If I have a flatMap-compatible function f:A->List[B] and a List[A] I can use flatMap to produce the List[B]. I suppose that this list concatenation is done efficiently. I.e., I hope the flatMap implementation does not keep searching the list for the end on each iteration, but rather somehow keeps a pointer to “almost” the end.
I’d like to build a list in sort of the same way. I have a recursive function which takes two lists, and on each iteration (depending on program logic) either advances one list or the other list or both, and on each iteration I want to “contribute” another (possibly empty) list of elements which get appended.
Currently I’m using accumlatedList ++ listOfNewLements each time. I could rewrite this to just cons up the lists in reverse order and finally do a reverse and flatten. But is there a better way?
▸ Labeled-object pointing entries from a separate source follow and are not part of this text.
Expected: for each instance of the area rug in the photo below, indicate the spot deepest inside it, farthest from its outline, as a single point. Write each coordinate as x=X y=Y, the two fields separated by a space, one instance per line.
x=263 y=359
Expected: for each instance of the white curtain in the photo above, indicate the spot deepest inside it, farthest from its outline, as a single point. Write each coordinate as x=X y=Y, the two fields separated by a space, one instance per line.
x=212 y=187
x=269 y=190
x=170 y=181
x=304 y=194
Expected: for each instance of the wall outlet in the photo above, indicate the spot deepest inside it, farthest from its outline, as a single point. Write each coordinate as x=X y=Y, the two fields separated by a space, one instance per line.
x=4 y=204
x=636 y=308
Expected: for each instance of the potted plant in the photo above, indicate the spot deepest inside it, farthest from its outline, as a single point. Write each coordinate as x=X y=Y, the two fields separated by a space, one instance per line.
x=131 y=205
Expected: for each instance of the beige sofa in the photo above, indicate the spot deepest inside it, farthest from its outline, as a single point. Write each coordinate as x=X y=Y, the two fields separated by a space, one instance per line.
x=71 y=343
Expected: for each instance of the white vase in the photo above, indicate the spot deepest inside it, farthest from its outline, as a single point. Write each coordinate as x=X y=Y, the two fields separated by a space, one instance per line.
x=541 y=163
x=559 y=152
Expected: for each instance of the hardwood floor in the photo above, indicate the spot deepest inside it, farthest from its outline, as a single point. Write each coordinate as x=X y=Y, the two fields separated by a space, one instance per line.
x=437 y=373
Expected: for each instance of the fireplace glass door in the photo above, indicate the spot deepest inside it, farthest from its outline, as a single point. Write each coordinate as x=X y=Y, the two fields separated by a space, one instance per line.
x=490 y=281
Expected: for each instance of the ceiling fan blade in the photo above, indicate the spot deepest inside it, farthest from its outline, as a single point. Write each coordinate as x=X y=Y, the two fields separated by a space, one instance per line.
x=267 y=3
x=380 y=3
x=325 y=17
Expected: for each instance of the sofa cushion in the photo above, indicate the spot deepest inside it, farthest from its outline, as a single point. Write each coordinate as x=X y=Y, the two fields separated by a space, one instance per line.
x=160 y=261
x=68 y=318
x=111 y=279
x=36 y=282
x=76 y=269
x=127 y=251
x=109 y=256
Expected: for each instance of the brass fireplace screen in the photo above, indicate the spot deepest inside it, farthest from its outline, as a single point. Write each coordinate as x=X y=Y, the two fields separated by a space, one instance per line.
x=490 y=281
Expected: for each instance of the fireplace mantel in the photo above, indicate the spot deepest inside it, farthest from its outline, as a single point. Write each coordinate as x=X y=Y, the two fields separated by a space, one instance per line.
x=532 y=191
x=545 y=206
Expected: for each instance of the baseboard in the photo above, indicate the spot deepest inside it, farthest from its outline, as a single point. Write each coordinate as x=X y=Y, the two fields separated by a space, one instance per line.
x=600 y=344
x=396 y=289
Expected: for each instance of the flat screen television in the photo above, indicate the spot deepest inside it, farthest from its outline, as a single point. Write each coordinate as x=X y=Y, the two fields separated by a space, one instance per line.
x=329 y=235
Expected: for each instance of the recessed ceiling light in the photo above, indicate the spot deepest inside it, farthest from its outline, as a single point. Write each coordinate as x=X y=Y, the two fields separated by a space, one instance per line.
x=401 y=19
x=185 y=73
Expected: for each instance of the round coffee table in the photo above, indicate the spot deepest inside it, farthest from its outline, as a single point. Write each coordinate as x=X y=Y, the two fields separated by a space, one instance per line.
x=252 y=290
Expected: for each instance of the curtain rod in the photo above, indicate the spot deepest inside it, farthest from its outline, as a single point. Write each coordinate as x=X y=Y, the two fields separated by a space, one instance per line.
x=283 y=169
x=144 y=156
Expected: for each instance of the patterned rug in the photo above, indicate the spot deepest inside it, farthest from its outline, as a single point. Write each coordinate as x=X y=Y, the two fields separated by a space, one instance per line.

What I envision is a cousin of flatMap where the client function both returns the new list to efficiently append, but also returns the List for the next iteration. The iteration would continue until List() is returned as that component. This is more or less the pattern of tail-recursion.
Here is an implementation for Seq to sort of show what I mean.
def flatMapDIY[A,B](in:Seq[A],zero:Seq[A],f:M[A]=>(Seq[A],Seq[B])):Seq[B] = {
def again(in:Seq[A],acc:Seq[B]):Seq[B] = {
val (next,incremental) = f(in)
if (next == zero)
acc ++ incremental
else
// I would like to do this as flatMap does,
// rather than searching for the end of the sequence each time.
again(next,acc++incremental)
}
again(in,Seq[B]())
}
def flatMapDIY[M,B](in:M,zero:M,f:M=>(M,Seq[B])):Seq[B] = {
def again(in:M,acc:Seq[B]):Seq[B] = {
val (next,incremental) = f(in)
if (next == zero)
acc ++ incremental
else
// I would like to do this as flatMap does,
// rather than searching for the end of the sequence each time.
again(next,acc++incremental)
}
again(in,Seq[B]())
}
The flatMap implementation in the standard library relies on mutability to be fast. But as it does so by using a mutable next field in cons, which is private to the scala package, you can not use the same approach, but may be able to use another mutable collection internally and then converting to a list.
Another possibility is to use a data structure, which has fast concatenation, e.g. Chain from Cats, and then converting to a List in the end (which should be linear for most data structures).
You can use a mutable.ListBuffer internally and call .toList in the end. It exploits the same hidden mutability. It’s explicitly intended to be used as a builder for List.
Here’s what I ended up with. It accumulates the elements that need to be flatMapped together,
and then at the end flatMaps them, just using a call to flatten. I am supposing that one call to flatten is faster than a bunch of calls to ++ on ever-loner sequences
If you have a .reverse and .flatten you are going to have .isEmpty which would mean you won’t need to supply zero.
This reminds me a lot of Iterator.unfold (2.13) in which you supply some init state and a function that acts on the state returning Some(item, newState) or None if there is no further processing. The result is an Iterator[Item]. So something like
Iterator.unfold(init){ in =>
if (in.isEmpty) None else f(in)
}
.map(_.iterator)
.flatten
.toSeq // .toWhatever
where your f is modified to return Option[(IncrementalType, Next)]
The motivating example here was to merge two pre-sorted. On each iteration I look at the head of the two lists. (head1::tail1, head2:;tail2) Whichever head is smaller I collect that one, and advance that list by passing tail to the next iteration. If (head1 < head2) then collect head1 and return (tail1,list2) otherwise collect head2 and return (list1,tail2). Plus some cases for if one list is exhausted before the other. As you pointed out, we need a way to denote that we’re finished iterating. But (Nil,Nil) is not empty. Right? That’s why I use a given zero value.